Brazil’s suspended President Dilma Rousseff has promised to call a referendum on early elections in a last-ditch effort to avoid impeachment.

The Senate is due to hold a vote on August 25 on whether to remove Rousseff from office on charges that she doctored fiscal accounts to get re-elected in 2014.

In a public letter to lawmakers and the people she repeated that her impeachment would amount to a coup.

“Those who can judge the president and remove the president for what she did, are the people and only the people, through elections.
I give my full support for a referendum, so the people can decide to call for early elections. And for political and electoral reform as well,” said Rousseff in her open letter.

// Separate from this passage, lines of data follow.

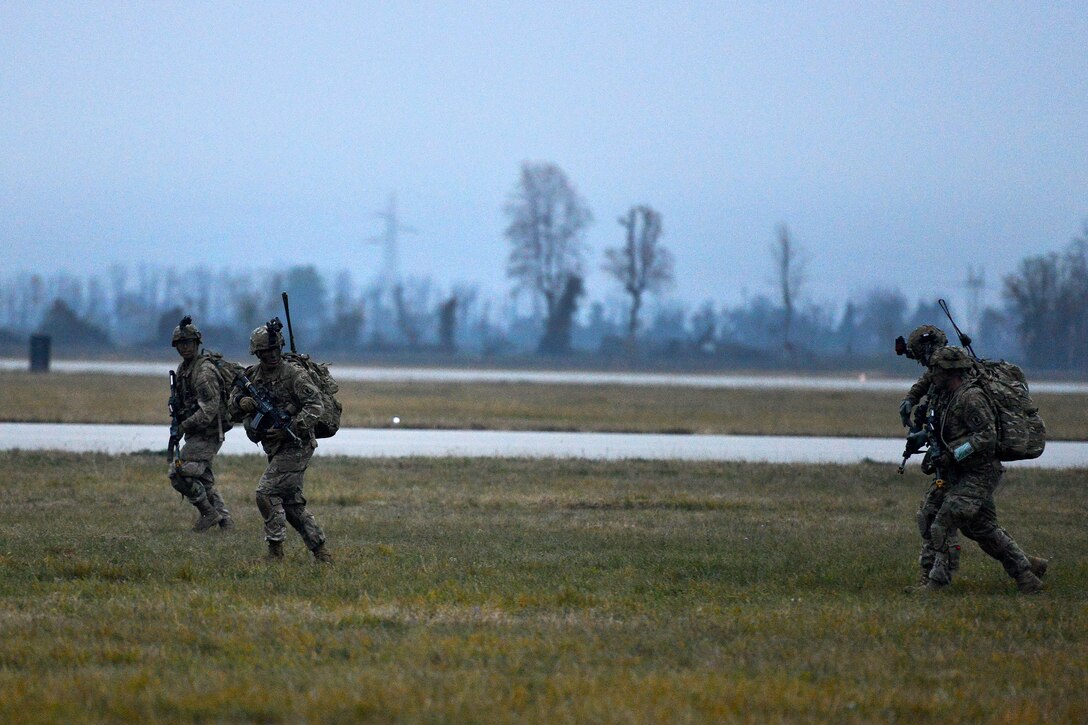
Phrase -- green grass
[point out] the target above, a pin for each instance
(529, 591)
(523, 406)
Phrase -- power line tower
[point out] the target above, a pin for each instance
(390, 274)
(975, 284)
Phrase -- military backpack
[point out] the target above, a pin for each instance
(226, 371)
(1021, 432)
(329, 422)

While the vast majority of Brazilians didn’t approve of Rousseff’s administration in public opinion polls, many also have doubts over whether she should be forced from office.

However Rousseff’s speech is unlikely to move her opponents in the Senate, which last week voted 59 to 21 to move forward with a trial, the final stage in a month-long process that has divided the nation and paralyzed its politics. A vote for her permanent removal, at the end of her trial, requires a two-thirds majority, or 54 votes.

If Rousseff is removed by the Senate, interim President Michel Temer will serve out the rest of her term until 2018.

In addition Rousseff and former President Lula da Silva are reportedly being investigated for allegedly obstructing a corruption probe linked to the oil giant Petrobras.

The move is likely to escalate pressure on the two leading political figures, whose Workers Party has been ensnared for months in an ongoing bribes-for-state contracts scandal known in Brazil as “Operation Car Wash.”